I finally get situated in the classic recliner chair wishing I could order myself one of those lead x-ray blankets because they’re heavy and warm and lovely when something square is being shoved into the roundness of your mouth. Before I know it the doctor has started going to town on my teeth telling me I’m getting an extra filling I didn’t realize I would receive.

Hey bonus, great.

Then the mentally vacant dental hygienist entered the room and startled me with the large black ink feathers sliding across her face from her eyelids. Immediately I wished for the sunny (almost too cheery) dental hygienist from my cleaning weeks prior. That woman could have made coffee beans sprout roses. This woman might make coffee beans sprout roses but only because she cast a spell on them and then scared the bean so witless it forgot what it was and had a rose erupt from its terrified center.

Seriously.


Forgetting where my mouth was the woman jabs the straw into my face—the skin, not the oral cavity—sucking my cheek clear of any debris it might have encountered since I washed it only about a half hour before. Instead of assisting the doctor she stares absently up at yet another plasma screen watching the faux dental procedures (which I can only assume she has seen several times) fade into one another while the dentist gives me three painful shots without any assistance. Finally she realizes my epidermis doesn’t need suctioning, bends the straw into a hook, and then dangles it down into my throat and leaves it there while she chews her gum and holds her hand out with gauze in it as if the doctor might spit his gum into the wad.

As this casual approach to whatever it is she’s supposed to be doing continues, I wait while the numbing fluid runs down the back of my cheek, down into my throat—numbing everything in its path. My lower esophagus feels like it has swollen up three sizes now and with the suction tube still grasping at my now shriveled dry tongue, I think I’m going to gag.

Instead of gagging the doctor accidentally drops the drill onto my lower teeth.

HOLY CRA---

“That’ll keep you awake, eh?”

Yes, I’m thinking. That and the fact that my tongue is now safely deposited in whatever machine is attached to the end of this tube while Queen High As A Kite here continues to chew her gum and look at all the utensils you’re supposed to be using on my mouth.

In my mind I shifted from that dentist chair to the homey dental office from my childhood.

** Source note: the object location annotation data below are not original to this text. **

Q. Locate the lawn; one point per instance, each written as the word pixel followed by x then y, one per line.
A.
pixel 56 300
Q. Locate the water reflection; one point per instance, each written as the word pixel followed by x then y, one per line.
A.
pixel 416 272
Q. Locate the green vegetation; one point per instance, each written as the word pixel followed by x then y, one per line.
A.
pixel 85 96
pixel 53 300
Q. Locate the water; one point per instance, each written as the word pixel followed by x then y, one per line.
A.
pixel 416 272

My dentist is in there talking softly, making sure nothing hurts (nothing ever did), making sure that his sweet, competent dental hygienist keeps my mouth both free of old spit and hydrated with mists of cool water. Granted, each time he tried to fix the chip on my tooth it fell off.

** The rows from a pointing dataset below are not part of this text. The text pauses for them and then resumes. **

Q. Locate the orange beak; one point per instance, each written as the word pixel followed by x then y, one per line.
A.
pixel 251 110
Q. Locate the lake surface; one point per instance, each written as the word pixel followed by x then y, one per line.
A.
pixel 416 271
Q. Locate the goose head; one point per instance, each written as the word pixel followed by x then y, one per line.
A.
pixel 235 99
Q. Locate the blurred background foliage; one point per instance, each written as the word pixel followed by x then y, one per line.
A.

This time, however, this chip is NOT falling off. I know this because the guy plastered so much crap on my tooth I couldn’t bite down when he was finished and blood was flowing out of my mouth.

What th? I’ve never had blood accompany a filling.

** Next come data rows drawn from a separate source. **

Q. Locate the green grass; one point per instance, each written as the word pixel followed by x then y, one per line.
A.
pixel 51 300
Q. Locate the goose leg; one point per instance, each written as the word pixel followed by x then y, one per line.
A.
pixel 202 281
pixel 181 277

Then I saw that he must have dropped the drill on my gums too because when the swelling went down a crimson lump around my tooth remained.

After I chattered that I couldn’t bite down properly, he gave me a mirror to give him more direction. I jumped when I saw my tooth even more than when I saw the hygienists’ eyes--- where the chip had been a very real-looking filling now remained. Only it was sagging off to the right so far down it looked like the chip had not only repaired itself, but had about three children dangling from its leg.

Uh…I said with my mouth as near to useless as possible in that numbed-up state…
Could you pweeze fwatten dat out a wittle bit mo? I said as lip floundered on its own. It seemed to have taken up some form of interpretive dance.

“Oh yeah, I see what you mean,” he said.

Well thank God he isn’t blind, I thought.

Next the hygienist shoved me back down in the chair (whoa there girlfriend) and the dentist drilled away.

I can’t say any of it actually still feels like a tooth—but I can at least look as though I didn’t gnaw on the end of a steel pipe one day. And I can say it makes me appreciate the attentive dental worker in my own town—even if his work doesn’t always stay attached.